There are frequently too many criteria on which the final categorization is made in ML classification issues. These elements are essentially variables referred to as features. The more characteristics there are, the more difficult it is to envision the training set and subsequently work on it. Most of these characteristics are sometimes connected and hence redundant. Dimensionality reduction methods are useful in this situation. The technique of lowering the number of random variables under consideration by generating a set of primary variables is known as dimensionality reduction. It is split into two parts: feature selection and feature extraction.
Importance of Dimensionality ReductionSome data maytends
A basic email categorization issue, in which we must determine if the email is junk or not, provides a straightforward illustration of dimensionality reduction. This can include a variety of factors, such as whether or not the email has a generic subject, the email’s content, whether or not the email employs a template, and so on. Some of these characteristics, however, may overlap. In another situation, a classification issue that relies on both humidity and rainfall may be reduced into just one underlying feature, because the two are highly associated. As a result, the number of features in such situations can be reduced. A 3-D classification problem can be difficult to picture, but a 2-D problem can be translated to a basic two-dimensional space and a 1-D problem to a simple line.
Dimensionality reduction is made up of two parts:
- Feature selection: In this step, we strive to locate a subset of the original collection of variables, or features, so that we can model the issue with a smaller subset. It is generally accomplished in three ways: Filter, Wrapper, and Embedded
- Feature extraction lowers data in high-dimensional space to a lower-dimensional one, i.e. one with fewer dimensions.
Techniques of Dimensionality Reduction
The following are some of the approaches used to reduce dimensionality:
- PCA– Principal Component Analysis – It operates on the premise that when data from a higher-dimensional space is translated to data from a lower-dimensional space, the lower-dimensional space’s variance should be the greatest.
It entails the following procedures: create the data’s covariance matrix
The eigenvectors of this matrix are computed, and the eigenvectors with the biggest eigenvalues are utilized to recover a large percentage of the variance in the original data.
As a result, we have a smaller number of eigenvectors, and some data may have been lost in the process. However, the remaining eigenvectors should keep the most significant variances.
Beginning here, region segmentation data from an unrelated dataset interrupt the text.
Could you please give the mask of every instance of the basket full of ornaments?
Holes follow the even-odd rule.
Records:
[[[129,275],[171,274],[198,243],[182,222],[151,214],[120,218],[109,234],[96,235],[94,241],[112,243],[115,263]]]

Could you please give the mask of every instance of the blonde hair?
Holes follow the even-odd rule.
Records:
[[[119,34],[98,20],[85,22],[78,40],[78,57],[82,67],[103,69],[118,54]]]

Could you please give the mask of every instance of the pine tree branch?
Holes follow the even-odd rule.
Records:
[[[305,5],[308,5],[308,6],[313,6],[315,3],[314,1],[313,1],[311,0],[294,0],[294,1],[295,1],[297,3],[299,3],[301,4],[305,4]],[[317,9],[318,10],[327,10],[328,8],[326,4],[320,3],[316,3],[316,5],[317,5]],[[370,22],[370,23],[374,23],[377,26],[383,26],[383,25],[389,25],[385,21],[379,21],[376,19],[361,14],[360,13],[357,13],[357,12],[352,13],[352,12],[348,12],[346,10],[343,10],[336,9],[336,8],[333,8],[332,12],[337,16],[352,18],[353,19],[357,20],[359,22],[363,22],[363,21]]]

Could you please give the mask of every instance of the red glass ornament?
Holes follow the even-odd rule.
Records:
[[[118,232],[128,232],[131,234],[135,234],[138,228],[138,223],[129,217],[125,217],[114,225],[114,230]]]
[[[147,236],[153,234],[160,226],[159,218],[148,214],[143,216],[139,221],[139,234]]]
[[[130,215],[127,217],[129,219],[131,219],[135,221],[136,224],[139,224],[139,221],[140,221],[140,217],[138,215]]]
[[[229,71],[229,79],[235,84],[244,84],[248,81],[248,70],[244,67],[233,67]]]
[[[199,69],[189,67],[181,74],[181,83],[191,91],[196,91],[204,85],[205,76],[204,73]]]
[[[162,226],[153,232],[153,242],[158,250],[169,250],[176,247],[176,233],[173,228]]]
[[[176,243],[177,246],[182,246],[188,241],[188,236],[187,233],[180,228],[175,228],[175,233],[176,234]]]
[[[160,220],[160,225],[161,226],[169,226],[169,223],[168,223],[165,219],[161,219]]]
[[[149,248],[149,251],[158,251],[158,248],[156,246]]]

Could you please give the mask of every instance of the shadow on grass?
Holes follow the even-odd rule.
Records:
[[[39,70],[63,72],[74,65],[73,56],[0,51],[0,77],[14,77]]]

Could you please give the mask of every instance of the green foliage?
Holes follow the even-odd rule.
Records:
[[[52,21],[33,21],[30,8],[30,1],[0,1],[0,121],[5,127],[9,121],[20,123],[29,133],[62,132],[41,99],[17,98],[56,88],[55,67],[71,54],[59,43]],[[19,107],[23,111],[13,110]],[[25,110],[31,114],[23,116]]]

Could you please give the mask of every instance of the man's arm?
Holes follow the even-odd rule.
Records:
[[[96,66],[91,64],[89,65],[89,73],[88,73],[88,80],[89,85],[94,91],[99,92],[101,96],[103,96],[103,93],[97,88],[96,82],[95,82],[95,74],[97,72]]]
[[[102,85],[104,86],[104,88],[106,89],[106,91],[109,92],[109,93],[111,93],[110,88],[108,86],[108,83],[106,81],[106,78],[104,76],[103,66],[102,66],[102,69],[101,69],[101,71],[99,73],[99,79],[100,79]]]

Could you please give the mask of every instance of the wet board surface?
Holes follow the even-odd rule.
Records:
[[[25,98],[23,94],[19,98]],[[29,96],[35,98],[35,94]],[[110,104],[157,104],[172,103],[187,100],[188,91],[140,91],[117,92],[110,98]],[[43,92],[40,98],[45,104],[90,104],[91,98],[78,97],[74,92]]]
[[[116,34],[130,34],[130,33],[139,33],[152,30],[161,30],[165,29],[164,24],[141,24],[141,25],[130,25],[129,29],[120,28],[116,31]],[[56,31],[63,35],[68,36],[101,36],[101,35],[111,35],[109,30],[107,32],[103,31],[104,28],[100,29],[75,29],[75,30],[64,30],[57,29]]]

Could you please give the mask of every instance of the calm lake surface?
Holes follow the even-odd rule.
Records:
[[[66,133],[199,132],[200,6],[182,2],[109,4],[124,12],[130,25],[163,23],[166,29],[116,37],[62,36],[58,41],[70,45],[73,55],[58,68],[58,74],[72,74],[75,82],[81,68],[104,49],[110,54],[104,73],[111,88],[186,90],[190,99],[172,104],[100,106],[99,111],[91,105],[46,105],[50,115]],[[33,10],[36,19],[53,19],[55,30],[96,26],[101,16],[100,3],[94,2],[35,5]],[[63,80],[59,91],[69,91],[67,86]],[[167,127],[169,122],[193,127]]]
- GDA– Generalized Discriminant Analysis
- LDA– Linear Discriminant Analysis
Dimensionality reduction might be linear or nonlinear, depending on the approach employed.
Benefits and drawbacks of Dimensionality Reduction
- It aids data compression, resulting in less storage space.
- It cuts down on computation time.
- It also aids in the removal of any unnecessary features.
- It’s possible that some data will be lost as a result.
- PCA has a tendency to detect linear connections between variables, which isn’t always a good thing.
- When mean and covariance are insufficient to characterize datasets, PCA fails.
- We may not know how many major components to keep track of, but in practice, some guidelines are followed.